On 1 October 2017, Fensom started at prop in the Cowboys' 2017 NRL Grand Final loss to the Melbourne Storm. He was stretchered from the field three minutes into the game after colliding with teammate Ethan Lowe, breaking his tibia and fibula. As he left the field, he gave the crowd a thumbs up and gestured towards the Cowboys' fans to cheer.

In Round 8 of the 2018 NRL season, Fensom returned from his injury in the Cowboys' 18-8 loss to Canberra. He scored his second try for the Cowboys in their Round 25 win over the Gold Coast Titans.

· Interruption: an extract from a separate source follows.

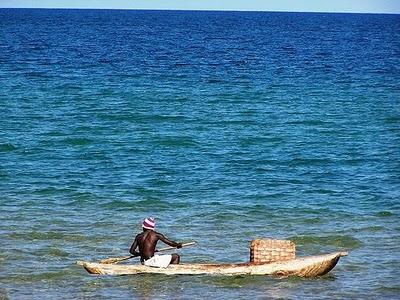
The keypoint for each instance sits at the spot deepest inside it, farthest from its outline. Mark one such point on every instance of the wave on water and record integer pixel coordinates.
(339, 241)
(46, 235)
(7, 147)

On 13 September 2018, he was announced by the Cowboys as one of nine players leaving the club at the end of the 2018 season.

===Brisbane Broncos===
On 7 January 2019, Fensom signed a one-year contract with the Brisbane Broncos. Fensom retired from the NRL at the end of the 2019 season.

== Post playing ==
Fensom after retiring from the NRL joined the Belconnen United Sharks in the Canberra Raiders Cup playing for the squad in 2019.

==Achievements and accolades==
===Individual===
- Mal Meninga Medal: 2011, 2012
- Canberra Raiders' Fred Daly Clubman of the Year: 2014
- Canberra Raiders' NYC Player of the Year: 2008
- NYC Team of the Year: 2008

===Team===
- NYC Grand Final: Canberra Raiders – Winners

==Statistics==
===NRL===
 Statistics are correct to the end of the 2019 season

| Season | Team | Matches | T | G | GK % | F/G | Pts |
| 2009 | Canberra | 2 | 0 | 0 | — | 0 | 0 |
| 2010 | 14 | 2 | 0 | — | 0 | 8 |
| 2011 | 24 | 3 | 0 | — | 0 | 12 |
| 2012 | 22 | 3 | 0 | — | 0 | 12 |
| 2013 | 20 | 0 | 0 | — | 0 | 0 |
| 2014 | 18 | 2 | 0 | — | 0 | 8 |
| 2015 | 23 | 3 | 0 | — | 0 | 12 |
| 2016 | 14 | 1 | 0 | — | 0 | 4 |
| 2017 | North Queensland | 23 | 3 | 0 | — | 0 | 12 |
| 2018 | 14 | 1 | 0 | — | 0 | 4 |
| 2019 | Brisbane Broncos | 2 | 0 |  |  |  |  |
| Career totals |  | 176 | 16 | 0 | — | 0 | 64 |

==Personal life==
Fensom and his wife, Leah, have three children: a daughter, Elsie, and twin sons, Cruz and Leo.